Il meccanismo della tragedia è stato smontato, esaminato pezzo per pezzo, e rimontato. Funziona. Ed a molti interrogativi, non poco complicati, ha esaurientemente risposto. Non a tutti, però; per esempio, nel rapporto non è detto quando e da chi è stata riparata la Beretta 6/35, ed è questa la sola e problematica pista che al tenente Sardi resta da battere. Ma ecco, a conclusione del grosso delle indagini, questo piccolo particolare, la cui spiegazione in nessun modo probabilmente contribuirà a modificare l’attuale versione dei fatti, ecco che rievoca di nuovo l’ombra del terzo uomo, non come partecipante diretto, ma come complice, come mandatario forse, e alla quale rinviano alcuni punti di secondaria importanza, per il momento, ma rimasti ancora nell’ambiguità.

Quando nel 1944 la Franca venne da Roma a Ripatransone aveva con sé una Beretta 6/35 fuori uso per via del percussore che era rotto. Nel 1945 il marito, per conto della moglie, portò l’arma all’armaiolo di Ripatransone, ma questi non riuscì a farci niente e qualche giorno dopo gliela restituì così come stava. Si tratta della Beretta con cui Franca ha sparato al marito e si è uccisa e che, dunque, era stata riparata. Dall’esame, infatti, è risultato che il percussore rotto è stato sostituito con uno nuovo, ma inserito nell’arma in un modo piuttosto rudimentale, da persona pratica di lavori manuali, da un operaio, da un artigiano, ma non in ogni caso da un conoscitore d’armi.

Tre volte e non due, Franca ha caricato l’arma e quattro erano i proiettili. Il primo è stato trovato, come è noto, insieme con il caricatore, nella tasca della giacca del marito in un armadio; aveva il fondello intaccato: il percussore vi aveva battuto sopra ma senza farlo esplodere; il secondo proiettile ha ucciso Franca; il terzo ha ferito il marito. Il quarto si trova conficcato in un muro dello scantinato, dove un bossolo è stato trovato mezzo interrato. Nella borsetta della donna, infine, è stato rinvenuto il percussore rotto. L’arma, perciò, era stata riparata recentemente e Franca era andata a provare, forse la stessa domenica, nello scantinato. Ed è questo un importantissimo particolare. Ciò significherebbe che ella aveva in mente da tempo un piano, in cui però la sua morte non era calcolata. Possiamo dire con assoluta certezza, che se il marito fosse rimasto ucciso, Franca oggi sarebbe ancora in vita. Né ella si uccise per rimorso, o perché improvvisamente pentita di ciò che aveva commesso in un attimo di furore. L’attimo di furore venne poi: ella si uccise per disperazione, si uccise perché il suo piano era fallito.

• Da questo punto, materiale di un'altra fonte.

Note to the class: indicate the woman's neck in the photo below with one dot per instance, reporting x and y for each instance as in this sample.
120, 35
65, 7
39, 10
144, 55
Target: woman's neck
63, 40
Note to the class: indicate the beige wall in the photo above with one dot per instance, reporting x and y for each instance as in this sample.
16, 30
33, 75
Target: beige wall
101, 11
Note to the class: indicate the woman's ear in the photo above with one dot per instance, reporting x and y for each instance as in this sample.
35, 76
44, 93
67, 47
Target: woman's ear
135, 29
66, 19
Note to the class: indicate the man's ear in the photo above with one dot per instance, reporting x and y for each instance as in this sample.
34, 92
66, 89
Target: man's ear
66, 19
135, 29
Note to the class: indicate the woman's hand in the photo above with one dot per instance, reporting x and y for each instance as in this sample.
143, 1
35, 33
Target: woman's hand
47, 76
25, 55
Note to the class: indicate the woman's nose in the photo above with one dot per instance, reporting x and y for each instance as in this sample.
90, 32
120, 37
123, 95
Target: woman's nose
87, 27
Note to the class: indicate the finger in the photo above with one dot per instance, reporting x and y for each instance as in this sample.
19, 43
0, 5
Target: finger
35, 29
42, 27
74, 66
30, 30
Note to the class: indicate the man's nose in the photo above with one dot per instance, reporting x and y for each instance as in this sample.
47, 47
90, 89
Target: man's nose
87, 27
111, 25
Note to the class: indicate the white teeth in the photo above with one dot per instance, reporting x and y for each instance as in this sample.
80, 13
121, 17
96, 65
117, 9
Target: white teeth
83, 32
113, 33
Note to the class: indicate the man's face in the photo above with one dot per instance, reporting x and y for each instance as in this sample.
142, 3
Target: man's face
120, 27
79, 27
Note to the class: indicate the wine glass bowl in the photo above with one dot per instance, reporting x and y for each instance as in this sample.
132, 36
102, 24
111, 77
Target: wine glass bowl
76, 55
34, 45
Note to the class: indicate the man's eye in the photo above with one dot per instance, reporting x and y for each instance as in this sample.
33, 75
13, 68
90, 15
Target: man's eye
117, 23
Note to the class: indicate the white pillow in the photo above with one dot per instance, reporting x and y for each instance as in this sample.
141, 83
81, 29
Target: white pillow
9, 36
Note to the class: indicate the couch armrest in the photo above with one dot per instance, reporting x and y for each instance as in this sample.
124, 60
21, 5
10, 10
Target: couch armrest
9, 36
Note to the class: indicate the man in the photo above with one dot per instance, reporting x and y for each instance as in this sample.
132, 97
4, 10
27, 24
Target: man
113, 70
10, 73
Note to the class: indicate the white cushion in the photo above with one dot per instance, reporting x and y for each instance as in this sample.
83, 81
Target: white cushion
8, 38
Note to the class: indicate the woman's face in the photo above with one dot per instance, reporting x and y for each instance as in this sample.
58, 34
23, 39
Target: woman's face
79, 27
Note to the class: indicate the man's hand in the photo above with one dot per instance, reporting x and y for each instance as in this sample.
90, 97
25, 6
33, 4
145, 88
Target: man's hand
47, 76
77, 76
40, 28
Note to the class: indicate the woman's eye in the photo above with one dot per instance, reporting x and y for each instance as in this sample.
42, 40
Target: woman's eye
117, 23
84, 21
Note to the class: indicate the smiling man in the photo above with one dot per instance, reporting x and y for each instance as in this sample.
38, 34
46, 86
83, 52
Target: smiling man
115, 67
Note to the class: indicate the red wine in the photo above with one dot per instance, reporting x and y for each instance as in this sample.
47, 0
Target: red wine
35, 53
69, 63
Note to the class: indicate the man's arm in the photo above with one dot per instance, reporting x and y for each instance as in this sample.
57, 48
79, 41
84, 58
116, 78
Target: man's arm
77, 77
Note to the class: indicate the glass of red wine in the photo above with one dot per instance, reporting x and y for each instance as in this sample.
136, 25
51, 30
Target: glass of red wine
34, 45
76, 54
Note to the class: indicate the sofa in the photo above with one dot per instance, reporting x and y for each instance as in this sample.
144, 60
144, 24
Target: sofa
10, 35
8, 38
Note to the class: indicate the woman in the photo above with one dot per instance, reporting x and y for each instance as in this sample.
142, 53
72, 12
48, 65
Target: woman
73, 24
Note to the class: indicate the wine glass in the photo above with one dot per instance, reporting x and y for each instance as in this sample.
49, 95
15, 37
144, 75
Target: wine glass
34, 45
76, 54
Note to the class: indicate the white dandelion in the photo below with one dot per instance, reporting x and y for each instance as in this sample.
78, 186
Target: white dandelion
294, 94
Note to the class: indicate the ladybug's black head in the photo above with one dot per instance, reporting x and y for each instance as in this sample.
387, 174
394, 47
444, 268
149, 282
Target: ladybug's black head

E il piano era il seguente: uccidere il marito, ma in modo da far passare questa morte per un suicidio. Solo così si spiega la presenza del caricatore nella tasca della giacca nuova che Guido usava mettere nei giorni di festa – e quel giorno era domenica. Sparato il colpo, invece, vide il marito balzare dal letto e chiudere la porta, lo udì muoversi nella stanza, tutt’altro che morto. Allora possiamo ricostruire così i fatti: ella caricò la postola, la posò in qualche parte vicino alla porta chiusa, scese nello scantinato, prese la scala a pioli e per la finestra entrò nella stanza. A che scopo? Non per soccorrere il marito ferito, ma per tutt’altra ragione, per finirlo. E invece l’uomo non c’era più. Allora aprì la porta, afferrò la postola e si uccise proprio perché non c’era più speranza. Questo ci deve ancora far riflettere? Non si può supporre che Franca mirasse soltanto a liberarsi del marito. Essa aveva in mente qualche altro scopo ancora, per esempio ricostruirsi una vita, risposarsi forse, ed aveva delle buone ragioni per credere che tutto questo le sarebbe stato possibile. Meditava una fuga, e non da sola.